The news of Gold Arrow's victory was received with displeasure in the small underground hairdressing establishment in Duke Street, behind whose purple curtains Faith Terance had spent the greater part of the afternoon. The majority of the staff had backed Grand Nabob. There was a murmur of discontent when the news came through along the wire. The genial white-haired loquacious autocrat who presided over the men's saloon endeavoured to be philosophic.

‘It's like this, Master,” he said to the Indian Colonel whom he was dry-shampooing. “Once in about twenty years you get away with a whole packet and you feel so bucked with yourself for the next ten days that it makes up for the other nineteen years when you lose a pound or so and feel as sick as hell with yourself for an evening. Although you lose much more in the long run than you win, you get more thrill than disappointment.”

The remainder of the staff were too young to be philosophic. They grumbled unrelievedly.

Faith Terance, alone in the establishment, although she had lost a couple of pounds on Maiden's Folly was unmoved by the result. It would have taken a good deal to move her at that moment. She was
bored, unutterably, as she sat with a hair net round her head waiting for a water-wave to dry. She had spent already the best part of two hours in that chair. She had be en subjected to every process of which the resources of the shop were capable. Her cheeks and forehead had been covered with a grey paste that, as it dried, had stretched the skin across her bones till she had felt that her face would split if she were to smile. Then, after a damp sponge had been drawn healingly over her discomfort, there had been hot towels and cream and oil. An indiarubber sucker vibrant with electricity had tingled over her chin and temples; cool scissors had moved along her neck; adroit fingers had explored the roots of her shingled hair; a pretty self-assured young woman had spread pink varnish upon her nails. And as she sat turning the pages of a twice read
Sketch
, Faith Terance irritably enumerated the ways in which an afternoon might have been spent more amusingly.

She might have gone to a matinée; or to the Nevinson Exhibition at the Leicester Galleries: at Tooth's she had been told there was a very good John Armstrong and a couple of Matthew Smiths: Caligari was being shown at the Pavilion: the Hurricanes were playing the Tigers at Ranelagh; she might have gone out to tea with some one interesting: or she might have stayed at home and read a book. She might, in fact, have done almost anything except the thing she had.

Beauty was a responsibility. It was pretty well a whole time job. Her whole day was centred round the preserving of it. There was the weighing machine
in the bathroom, with the drastic diet of pineapples and lamb chops whenever the needle quivered behind the hundred and sixteenth pound. There were the morning exercises, the daily massaging of her skin and hair. There were the Turkish baths, the visits to hairdresser and manicurist. There was the steady refusal at lunch and dinner of dishes that, however palatable they might be, were fattening, the perpetual rising from the table a little hungry.
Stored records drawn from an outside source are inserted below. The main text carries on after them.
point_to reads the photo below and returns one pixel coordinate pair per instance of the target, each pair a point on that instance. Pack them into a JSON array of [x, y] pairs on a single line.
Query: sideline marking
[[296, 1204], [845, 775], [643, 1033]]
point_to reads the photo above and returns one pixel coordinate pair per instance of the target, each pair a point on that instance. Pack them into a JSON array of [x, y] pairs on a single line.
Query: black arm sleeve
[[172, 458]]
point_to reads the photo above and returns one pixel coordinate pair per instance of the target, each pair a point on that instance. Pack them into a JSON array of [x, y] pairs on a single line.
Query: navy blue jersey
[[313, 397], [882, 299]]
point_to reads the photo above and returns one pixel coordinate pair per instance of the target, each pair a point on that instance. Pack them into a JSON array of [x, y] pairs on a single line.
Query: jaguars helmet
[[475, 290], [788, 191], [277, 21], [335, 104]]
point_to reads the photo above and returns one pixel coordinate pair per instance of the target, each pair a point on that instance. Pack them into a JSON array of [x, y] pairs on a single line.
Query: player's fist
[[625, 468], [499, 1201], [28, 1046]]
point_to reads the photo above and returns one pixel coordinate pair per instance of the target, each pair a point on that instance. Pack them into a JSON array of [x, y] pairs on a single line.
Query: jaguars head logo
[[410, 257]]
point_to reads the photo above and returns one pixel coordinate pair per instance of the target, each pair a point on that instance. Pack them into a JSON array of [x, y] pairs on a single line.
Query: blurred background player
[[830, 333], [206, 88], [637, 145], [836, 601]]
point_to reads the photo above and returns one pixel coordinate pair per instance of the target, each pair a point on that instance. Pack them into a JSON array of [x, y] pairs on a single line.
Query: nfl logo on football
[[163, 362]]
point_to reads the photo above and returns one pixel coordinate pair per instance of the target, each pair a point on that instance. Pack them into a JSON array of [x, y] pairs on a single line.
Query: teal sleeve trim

Then there was that hour of siesta between five and six, which you had to have if you were going to keep late hours, unless you wanted to look like hell at midnight. Her entire life seemed to revolve round the business of maintaining her looks and figure. It occupied, she supposed, one way and another, about four hours of her day. There were times when she wondered if it was worth it.

It was fun, of course, being described as the beautiful Mrs. Terance; and seeing full-page photographs of yourself in the illustrated weeklies. It was fun. But you scarcely got excited over something that had been happening to you for the quarter of a century. It was fun, too, being admired, and seeing that look of surprised delight come into men's eyes when your eyes met theirs. But that side of life meant less and less to you as time advanced. And there were penalties attached. She was too practical, too experienced not to realise the nature of the appeal she made to men. What else could she seem to them but “fair game”? She, a woman in the early forties, married to a thoroughly middle-aged husband whom she might love but could scarcely be in love
with; with only a few years of beauty left to her. She knew what was in men's minds when they asked her to dine or dance with them: and she knew in advance the belligerent attitude they would assume when she did not fall into their arms the second time she was taken out by them: they would behave as though they had been cheated.

She always had to be on her guard with them. They would never let her be herself. And really when it came to that she would have much rather that instead of telling her how beautiful and unique she was, they had talked to her of the things that had come to interest her more; the world and the world's affairs. When you were young the interest you took in a man depended upon the interest that that man took in you. But later on he became interesting to you for what he was intrinsically; for what he was doing; for what he stood for, for the part he played in the world's action. But that side of themselves men would never show her. Because she was a woman, or rather because she was a lovely woman, they assumed that love was the only subject to be discussed with her. It was flattering when an important man who had to economise his leisure, who had to watch his minutes as other men watched their florins, devoted an entire evening to taking you out to dinner. But it was depressing to reflect afterwards that during the four hours he had spent with you he had said less of real interest than he would have to some indifferent stranger during the twenty-five casual minutes at a dinner-party that followed the departure of the women to the drawing-room. If
only they would forget she was a woman. There were many penalties attached to beauty.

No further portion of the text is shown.